Ideally, God’s unconditional love is never more visible and realistic to us than in the unconditional love of our earthly fathers.  Fathers bear an enormous responsibility – a responsibility that is very difficult for anyone else to fill.

It is said that our image of God creates us.  As children, the adults in our lives are earthly gods to us, especially our fathers.  Whether good or bad, our image of our heavenly Father is formed by the image of our earthly fathers, and our image of God, our heavenly Father, creates us.
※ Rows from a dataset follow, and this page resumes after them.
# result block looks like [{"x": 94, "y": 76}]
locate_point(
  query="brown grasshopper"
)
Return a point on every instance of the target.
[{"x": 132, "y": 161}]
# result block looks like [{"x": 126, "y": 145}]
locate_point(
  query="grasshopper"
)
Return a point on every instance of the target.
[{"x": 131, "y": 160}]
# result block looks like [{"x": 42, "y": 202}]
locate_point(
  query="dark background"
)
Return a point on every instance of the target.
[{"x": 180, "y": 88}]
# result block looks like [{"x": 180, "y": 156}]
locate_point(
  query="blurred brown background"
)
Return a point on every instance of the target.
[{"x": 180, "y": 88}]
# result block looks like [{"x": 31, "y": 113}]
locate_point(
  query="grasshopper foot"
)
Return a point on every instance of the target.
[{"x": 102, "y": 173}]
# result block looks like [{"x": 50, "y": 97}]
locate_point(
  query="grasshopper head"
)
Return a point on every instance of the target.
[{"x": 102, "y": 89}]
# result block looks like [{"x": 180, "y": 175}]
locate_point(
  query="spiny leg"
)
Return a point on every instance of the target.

Joel leaves these precious children much too young, much too soon, but he leaves them with the incredible gift of the understanding of a father’s unconditional love – he leaves them with the image of God’s unconditional love for his children, and this image of God will shape their lives in incredible ways.  Joel left much too soon, but he left this incredible gift.

Fathers, mothers, parents, teachers, all adults, as you celebrate Joel’s life, as you grieve his absence, carry this image of God’s unconditional love; carry the awareness that we form the image of God in the eyes of our children.

Sierra and Gage, your father could not have loved you more and, truthfully, there is nothing you could have done that would have caused him to love you any less.  That is the gift of our heavenly Father sent down to us by our Lord Jesus Christ, and passed on to you by your earthly father.  Your father lives forever in this gift of unconditional love.